Does anyone else’s family have a habit of going through the trash to check up on them? Is it just me?
I regularly tidy up the house by throwing away small, useless objects: scraps of detritus left over from craft projects, birthday swag, anything with glue and glitter on it. Tiny little bits of flotsam and jetsom I find clumped together in corners, on the table, under their bed, etc. Sometimes it’s a plastic “jewel” glued to a piece of fuzz with a pipe cleaner sticking out of it. Or, say, a page torn from a coloring book and scribbled across with one single marker before being abandoned. After bedtime, I sweep through the house and collect handfuls of such garbage to throw out. Done.

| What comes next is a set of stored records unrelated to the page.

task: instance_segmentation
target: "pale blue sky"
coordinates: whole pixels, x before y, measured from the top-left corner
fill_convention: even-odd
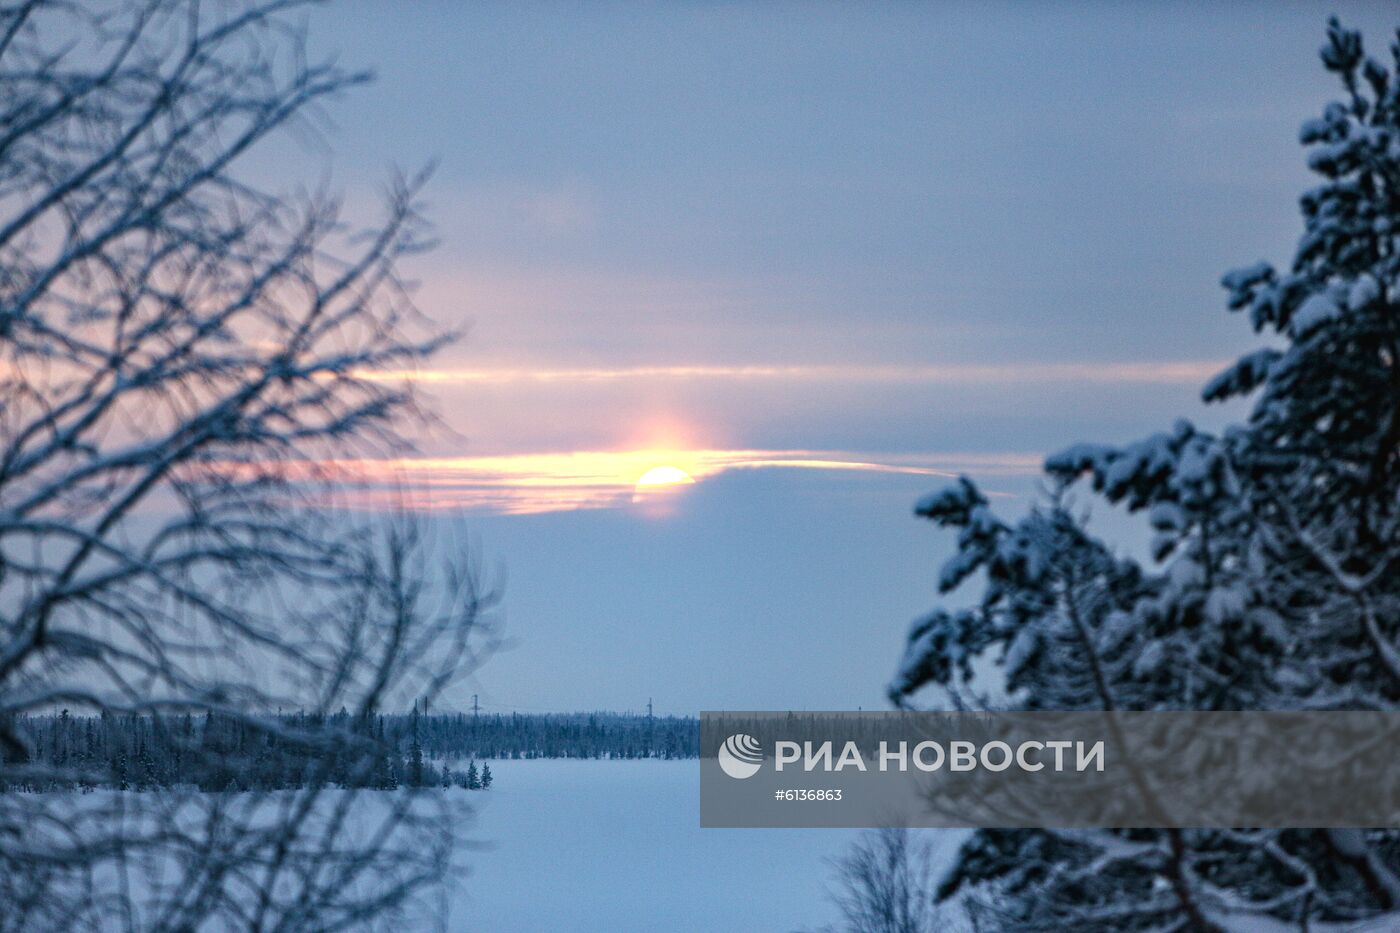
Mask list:
[[[947,553],[910,516],[938,480],[887,470],[971,464],[1015,509],[1047,449],[1219,422],[1197,387],[1252,336],[1217,283],[1291,255],[1310,184],[1297,127],[1335,95],[1316,58],[1332,9],[314,14],[315,48],[378,72],[330,110],[334,184],[359,205],[390,166],[439,163],[441,245],[410,271],[425,312],[471,327],[429,386],[460,436],[426,450],[466,458],[454,501],[475,501],[485,457],[879,467],[716,468],[665,517],[625,494],[473,509],[510,574],[517,647],[464,693],[527,709],[882,702]],[[1384,51],[1387,8],[1340,12]],[[320,156],[300,158],[318,177]],[[492,461],[492,481],[524,462]]]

But not so fast. The next morning, as we are rushing to get to school, I hear an aggrieved MAMAAAAAAAAAAAAAAAA WHY DID YOU THROW THIS AWAY?

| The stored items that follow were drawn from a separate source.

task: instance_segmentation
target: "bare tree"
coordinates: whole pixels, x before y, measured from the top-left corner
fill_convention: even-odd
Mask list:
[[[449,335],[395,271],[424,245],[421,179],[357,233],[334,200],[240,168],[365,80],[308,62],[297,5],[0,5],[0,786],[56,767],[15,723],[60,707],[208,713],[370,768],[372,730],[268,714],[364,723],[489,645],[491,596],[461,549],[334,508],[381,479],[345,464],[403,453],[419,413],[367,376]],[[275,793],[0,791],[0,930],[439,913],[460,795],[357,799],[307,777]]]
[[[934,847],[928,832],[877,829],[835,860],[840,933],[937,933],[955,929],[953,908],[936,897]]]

My response to this is always “Why are you going through the trash?” Classic technique — if you’re guilty, only answer a question with another question.
The other day, as I was fielding yet another of these histrionic emergencies, my husband interrupted to ask, “Hey, why did you throw this jar in the recycling?”
It was a glass mason jar that, approximately two months ago, Eliza and I used to make DIY snow globes with glitter, glow-in-the-dark stars, glass marbles, and some hair product that happened to contain glycerin. After sitting lonesome on a side table for the entire duration, I opened the jar to find that it smelled really bad. So I emptied the liquid and tried to clean out the jar. But the glue we used to affix the stars was everywhere. I decided to just recycle the jar.
Why do I have to explain all this? Why can’t my family members trust that if I throw something in the trash or recycling, it’s because it needs to be thrown away?
Later that same night, as we were eating pizza and salad from a local place, I realized there was a piece of hair in my mouth (sorry, should have issued a trigger warning). As discreetly as possible, I pulled the offending piece of lettuce aside and placed it on the empty pizza box. My husband, not missing a beat, picked it up and put it in his mouth: “Why are you wasting this?”
I stared at him incredulously.
Folks, I ask you, if one sees a grown woman pull a piece of food out of her mouth and set it aside, should one ever be tempted to EAT IT?
To prevent raccoons from sorting through your garbage, you are supposed to tie it down with chains or bungee cords or something. But when the raccoons are inside your own house, then what?